ARSC T3D Users' Newsletter 39, June 9, 1995

MPI on the T3D

From the Edinburgh Parallel Computing Centre (EPCC), ARSC has received a copy of the formal release of CRI/EPCC MPI for the T3D and installed it at ARSC. There are now two implementations of MPI on the ARSC T3D:

  1. The MPICH version 0.1a from Argonne and Mississippi State described in ARSC T3D newsletter #34 (5/5/95)
  2. The EPCC/CRI initial release
To the user the EPCC/CRI release consists of two include files:

  $(PATH)/include/mpi.h     # for C programs
  $(PATH)/include/mpif.h    # for Fortran programs
and a library:

  $(PATH)/lib/libmpi.a
Currently at ARSC we have that PATH=/usr/local/examples/mpp/mpi and shortly it will change to /mpp.

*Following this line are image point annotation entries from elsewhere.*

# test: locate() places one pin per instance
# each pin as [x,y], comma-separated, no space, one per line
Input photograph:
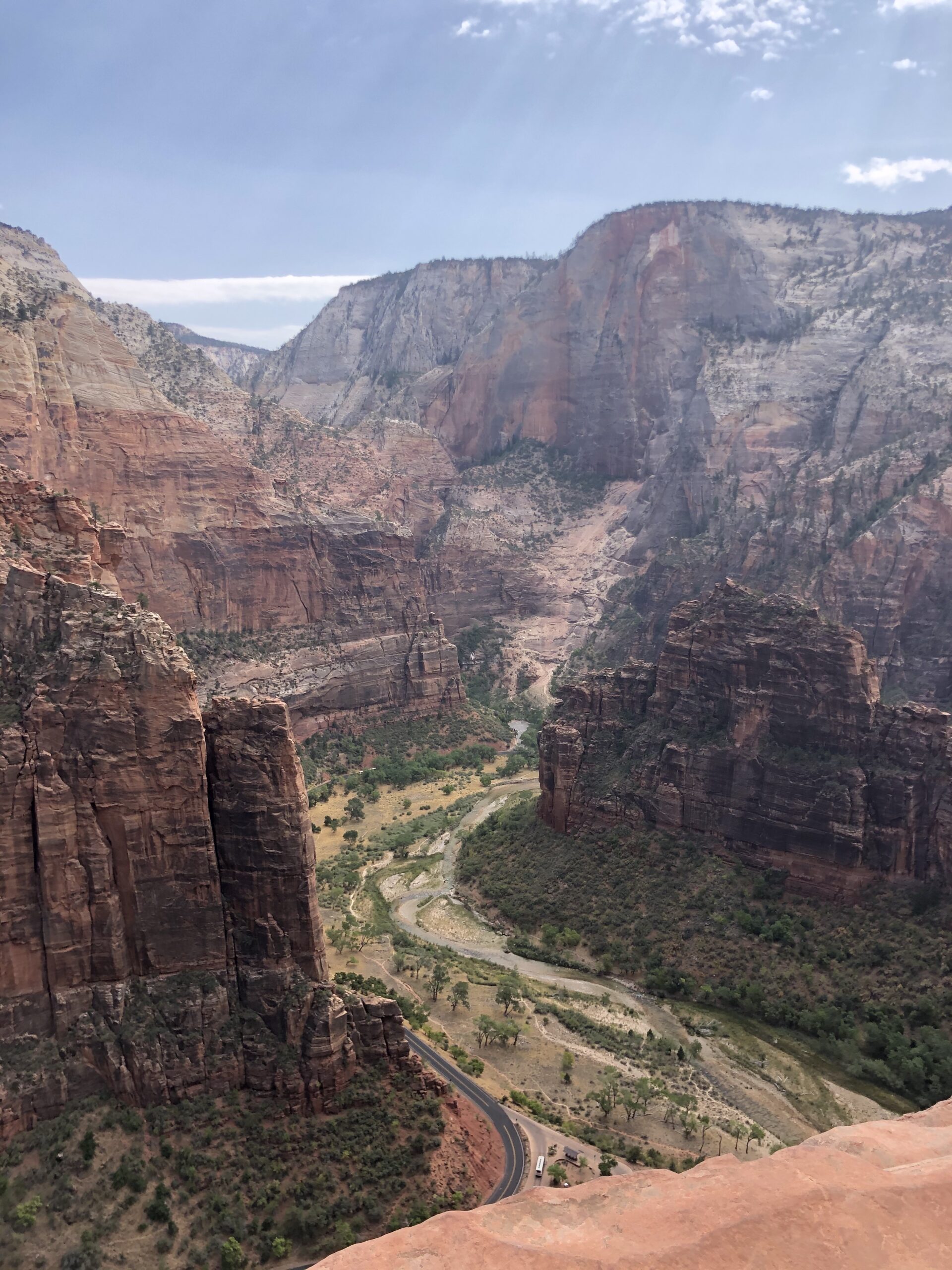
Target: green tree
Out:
[509,992]
[603,1098]
[337,938]
[757,1135]
[690,1123]
[24,1216]
[460,995]
[158,1207]
[232,1255]
[440,978]
[612,1081]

In the directory, /usr/local/examples/mpp/mpi/test there are some examples that run correctly on ARSC's T3D.

There is a postscript user's guide that I will e-mail to anyone interested in using the EPCC/CRI version of MPI. This user's guide includes instructions for compiling, running and debugging T3D programs to use MPI.

A description of the implementation of EPCC/CRI's MPI is provided in the article: "The MPI Message Passing Standard on the Cray T3D" by Lyndon J. Clark that appears in the 1994 Fall CUG Proceedings. This paper has descriptions of the MPI functions and examples of MPI code. There is a wealth of MPI information available at: http://www.mcs.anl.gov/mpi.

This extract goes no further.